The earnings rebound for equities had been predicated on a falling USD and an oil price rebound. Most importantly, markets had relied upon the Fed's provision of artificially-low interest rates as far as the eye can see. However, oil prices have fallen from over $51 a barrel a month ago to $45 today. The dollar index has risen from 98.61 before the election to over 101, which is a fourteen-year high, and long-term interest rates are now spiking.
According to Reuter's, interest rates on the 30-year fixed mortgage averaged 3.95%, up from 3.77% the prior week, the highest level since January of this year. Rates on the 15-year Fixed-rate and Five-year adjustable-rate mortgage rose to their highest levels since March. This has already started to take its toll on mortgage refinancing, as the MBA's weekly measure of application activity for refi's fell 10.9% last week. This is soon to be exacerbated when the Fed resumes its rate hiking mode in December.
But it's not just interest rates in the U.S. that are rising; rates are spiking all around the globe.
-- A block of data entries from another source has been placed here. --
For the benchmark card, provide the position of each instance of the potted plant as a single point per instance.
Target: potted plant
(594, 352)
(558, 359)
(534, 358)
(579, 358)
For example, the Italian Ten-year yield has jumped an incredible 45% in the past few trading sessions.
But the perma-bulls on Wall Street, who first warned that a Trump presidency would be a disaster, now believe that a drastic rise in rates around the world will be ameliorated by a bit more growth here in the United States sometime in the future. But the President's protectionist trade policies and massive deficits will be an offset to much of his growth measures.
And while relief on taxes and regulations is something to celebrate, as of now, not one dollar of taxes has been cut, not one regulation has been reduced, and not one shovel for a "shovel ready job" has been purchased. The point is that rising rates could send the anemic U.S. economy into a recession before any of Trump's plans come to fruition.
And certainly, U.S. economic growth will not get any help from Emerging Markets (EM). As the significant correction in EM shares immediately following the election is foreboding tough times are ahead for these nations that are strapped with huge amounts of dollar denominated debt.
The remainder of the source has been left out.